If you had the chance to catch at a few holes of the Amateur Championship on TV last week, then you’ll know what a wonderful place Royal Porthcawl is to play golf.
It must be one of the one spectacular approaches to a club in the world, with the jagged rocks of the Glamorgan coast truly a sight to behold as you hug the coastline on the road towards the clubhouse.
The views across the Bristol Channel and the Gower Peninsula really need to be seen to be believed and, if you go and play Royal Porthcawl, you’ll get plenty of chance to get a good look.
Unusually, you have a sea view from every hole on the course.
Now my experience of links is limited but the courses I have played, and I can count Royal Troon, Carnoustie, Panmure and Seaton Carew among them, can’t boast that.
Perfect Porthcawl
Initially, there will be some scepticism at hearing a fact like that but, having walked every hole during a visit to the Amateur, I can attest to its truth.
Whether it is to your left, as it dominates the view through the first three holes, to your back or in front down the wonderful closing hole, the absence of sand hills that normally frame links courses does make for an amazing vista as you play a round.
The views aren’t the only thing that makes Royal Porthcawl special. The clubhouse is set to be nearer the high tide mark than any other in Britain.
That 40 foot tide, one of the highest in the world, means no two visits to the course ever look the same.
And parts of the clubhouse itself have their own unique history.
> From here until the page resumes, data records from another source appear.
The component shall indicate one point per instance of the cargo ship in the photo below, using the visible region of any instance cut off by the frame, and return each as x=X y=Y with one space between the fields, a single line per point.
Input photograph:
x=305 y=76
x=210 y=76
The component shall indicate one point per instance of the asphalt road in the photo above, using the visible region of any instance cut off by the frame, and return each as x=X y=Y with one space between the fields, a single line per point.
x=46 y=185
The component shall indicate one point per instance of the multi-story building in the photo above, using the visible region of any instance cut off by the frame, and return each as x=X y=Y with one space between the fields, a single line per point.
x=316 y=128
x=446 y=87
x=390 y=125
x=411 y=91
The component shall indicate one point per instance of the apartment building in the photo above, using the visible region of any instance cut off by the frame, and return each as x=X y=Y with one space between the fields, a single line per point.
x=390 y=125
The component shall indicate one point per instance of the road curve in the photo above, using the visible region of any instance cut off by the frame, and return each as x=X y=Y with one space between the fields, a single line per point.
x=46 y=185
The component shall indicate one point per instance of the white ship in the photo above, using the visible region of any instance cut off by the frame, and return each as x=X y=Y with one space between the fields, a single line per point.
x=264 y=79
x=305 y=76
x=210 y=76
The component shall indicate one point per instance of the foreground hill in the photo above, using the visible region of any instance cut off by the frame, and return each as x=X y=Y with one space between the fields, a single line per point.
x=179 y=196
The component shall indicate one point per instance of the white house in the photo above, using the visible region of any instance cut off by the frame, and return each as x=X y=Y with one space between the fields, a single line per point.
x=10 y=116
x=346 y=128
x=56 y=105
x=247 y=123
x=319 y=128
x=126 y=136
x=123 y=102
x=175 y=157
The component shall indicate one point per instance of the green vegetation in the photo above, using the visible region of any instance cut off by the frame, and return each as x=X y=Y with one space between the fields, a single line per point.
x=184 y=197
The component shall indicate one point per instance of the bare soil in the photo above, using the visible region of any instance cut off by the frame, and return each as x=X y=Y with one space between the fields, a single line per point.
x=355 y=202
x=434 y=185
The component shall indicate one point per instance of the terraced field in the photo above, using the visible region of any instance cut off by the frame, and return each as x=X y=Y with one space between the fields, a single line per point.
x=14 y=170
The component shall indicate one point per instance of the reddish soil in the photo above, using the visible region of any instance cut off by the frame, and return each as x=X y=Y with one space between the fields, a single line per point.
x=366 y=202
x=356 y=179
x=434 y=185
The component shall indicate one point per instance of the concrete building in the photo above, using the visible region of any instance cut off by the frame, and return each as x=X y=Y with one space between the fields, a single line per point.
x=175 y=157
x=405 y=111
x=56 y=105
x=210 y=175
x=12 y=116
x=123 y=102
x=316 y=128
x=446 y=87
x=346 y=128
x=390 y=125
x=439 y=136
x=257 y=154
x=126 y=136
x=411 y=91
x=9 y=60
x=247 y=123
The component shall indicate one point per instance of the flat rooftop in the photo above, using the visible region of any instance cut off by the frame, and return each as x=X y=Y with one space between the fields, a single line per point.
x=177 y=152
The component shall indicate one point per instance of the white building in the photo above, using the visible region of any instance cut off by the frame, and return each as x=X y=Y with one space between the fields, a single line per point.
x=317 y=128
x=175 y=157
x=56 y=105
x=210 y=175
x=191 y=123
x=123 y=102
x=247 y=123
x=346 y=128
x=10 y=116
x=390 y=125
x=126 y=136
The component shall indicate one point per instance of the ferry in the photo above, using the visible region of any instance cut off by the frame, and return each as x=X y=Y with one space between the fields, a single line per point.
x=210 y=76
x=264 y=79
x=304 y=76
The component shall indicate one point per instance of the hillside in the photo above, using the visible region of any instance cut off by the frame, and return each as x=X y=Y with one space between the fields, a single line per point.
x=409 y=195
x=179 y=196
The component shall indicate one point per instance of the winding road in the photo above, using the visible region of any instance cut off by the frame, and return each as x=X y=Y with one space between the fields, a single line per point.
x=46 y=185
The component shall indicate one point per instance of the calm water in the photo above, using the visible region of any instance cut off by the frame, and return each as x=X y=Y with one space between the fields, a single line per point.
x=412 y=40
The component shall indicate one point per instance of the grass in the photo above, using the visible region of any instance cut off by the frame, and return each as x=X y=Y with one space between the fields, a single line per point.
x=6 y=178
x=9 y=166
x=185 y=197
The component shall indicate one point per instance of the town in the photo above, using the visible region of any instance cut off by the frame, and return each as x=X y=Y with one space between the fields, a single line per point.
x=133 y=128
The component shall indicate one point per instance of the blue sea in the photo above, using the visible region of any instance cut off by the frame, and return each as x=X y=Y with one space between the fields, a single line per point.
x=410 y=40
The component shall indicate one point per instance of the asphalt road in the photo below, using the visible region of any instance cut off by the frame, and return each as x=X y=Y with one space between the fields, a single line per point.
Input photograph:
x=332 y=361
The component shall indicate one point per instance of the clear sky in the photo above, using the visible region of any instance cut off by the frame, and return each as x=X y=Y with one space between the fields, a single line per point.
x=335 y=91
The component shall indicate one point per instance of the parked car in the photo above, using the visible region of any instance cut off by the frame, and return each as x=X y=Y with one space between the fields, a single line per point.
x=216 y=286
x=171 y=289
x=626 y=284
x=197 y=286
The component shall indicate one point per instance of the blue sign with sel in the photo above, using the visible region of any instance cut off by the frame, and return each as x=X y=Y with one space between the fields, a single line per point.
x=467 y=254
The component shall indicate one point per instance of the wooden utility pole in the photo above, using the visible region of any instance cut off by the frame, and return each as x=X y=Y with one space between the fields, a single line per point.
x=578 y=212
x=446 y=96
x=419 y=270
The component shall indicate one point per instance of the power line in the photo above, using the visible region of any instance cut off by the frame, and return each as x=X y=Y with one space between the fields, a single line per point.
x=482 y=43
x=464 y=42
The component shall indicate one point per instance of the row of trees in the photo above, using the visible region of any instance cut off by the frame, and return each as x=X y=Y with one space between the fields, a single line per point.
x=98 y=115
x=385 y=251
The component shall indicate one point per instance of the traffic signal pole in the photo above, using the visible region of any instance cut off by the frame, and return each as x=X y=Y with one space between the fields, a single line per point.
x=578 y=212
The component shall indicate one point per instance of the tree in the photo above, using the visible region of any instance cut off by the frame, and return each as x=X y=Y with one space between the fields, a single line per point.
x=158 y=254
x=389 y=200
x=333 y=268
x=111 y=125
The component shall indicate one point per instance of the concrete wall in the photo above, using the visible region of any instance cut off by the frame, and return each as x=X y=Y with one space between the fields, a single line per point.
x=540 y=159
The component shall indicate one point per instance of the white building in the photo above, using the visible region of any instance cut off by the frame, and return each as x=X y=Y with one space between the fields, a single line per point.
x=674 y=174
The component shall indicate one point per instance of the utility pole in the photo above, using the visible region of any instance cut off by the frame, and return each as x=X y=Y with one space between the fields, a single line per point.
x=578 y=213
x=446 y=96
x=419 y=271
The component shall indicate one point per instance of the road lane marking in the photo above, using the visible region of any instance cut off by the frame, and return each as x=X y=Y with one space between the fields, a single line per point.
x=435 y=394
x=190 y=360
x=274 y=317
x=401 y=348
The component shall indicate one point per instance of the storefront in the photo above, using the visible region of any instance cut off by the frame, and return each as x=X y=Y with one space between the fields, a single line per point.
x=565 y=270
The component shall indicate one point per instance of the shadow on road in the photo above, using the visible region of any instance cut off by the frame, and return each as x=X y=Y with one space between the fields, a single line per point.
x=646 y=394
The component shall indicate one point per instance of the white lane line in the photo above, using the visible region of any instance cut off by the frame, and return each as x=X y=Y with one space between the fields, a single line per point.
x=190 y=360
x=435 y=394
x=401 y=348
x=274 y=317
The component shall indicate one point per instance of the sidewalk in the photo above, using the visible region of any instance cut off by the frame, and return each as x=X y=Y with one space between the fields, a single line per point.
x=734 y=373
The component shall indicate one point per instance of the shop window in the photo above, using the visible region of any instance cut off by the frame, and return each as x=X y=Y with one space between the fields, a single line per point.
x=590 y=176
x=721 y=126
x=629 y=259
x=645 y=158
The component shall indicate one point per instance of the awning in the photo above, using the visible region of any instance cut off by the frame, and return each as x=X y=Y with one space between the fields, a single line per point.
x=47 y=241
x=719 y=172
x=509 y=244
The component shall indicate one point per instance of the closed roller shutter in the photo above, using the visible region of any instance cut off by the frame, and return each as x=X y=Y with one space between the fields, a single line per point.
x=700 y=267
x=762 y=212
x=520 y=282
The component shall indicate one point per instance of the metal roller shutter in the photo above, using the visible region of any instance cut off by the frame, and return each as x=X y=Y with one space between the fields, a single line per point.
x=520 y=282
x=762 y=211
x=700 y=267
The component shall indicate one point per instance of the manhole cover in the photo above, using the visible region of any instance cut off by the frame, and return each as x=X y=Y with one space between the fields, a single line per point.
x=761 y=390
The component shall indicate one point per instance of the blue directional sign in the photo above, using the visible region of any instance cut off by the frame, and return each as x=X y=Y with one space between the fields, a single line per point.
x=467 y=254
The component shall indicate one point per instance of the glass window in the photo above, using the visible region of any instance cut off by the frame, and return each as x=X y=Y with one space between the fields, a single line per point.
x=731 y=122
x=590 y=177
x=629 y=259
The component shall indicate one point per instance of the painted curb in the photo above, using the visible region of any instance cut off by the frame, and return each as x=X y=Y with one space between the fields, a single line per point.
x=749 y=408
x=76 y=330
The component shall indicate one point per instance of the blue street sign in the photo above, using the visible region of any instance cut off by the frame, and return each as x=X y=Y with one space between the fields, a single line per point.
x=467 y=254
Opened in 1899, the historic rooms which face the sea originally began life as workmen’s quarters in Queen Victoria’s Diamond Jubilee Exhibition at Crystal Palace.
It was taken down and then reassembled at Porthcawl, surviving not only more than a century of use but the winds and storms that have crashed up the Bristol Channel over the decades.
A rather odd structure that is as unconventional a clubhouse as you might see on your golfing travels, it merely makes a trip to Rest Bay that bit more special.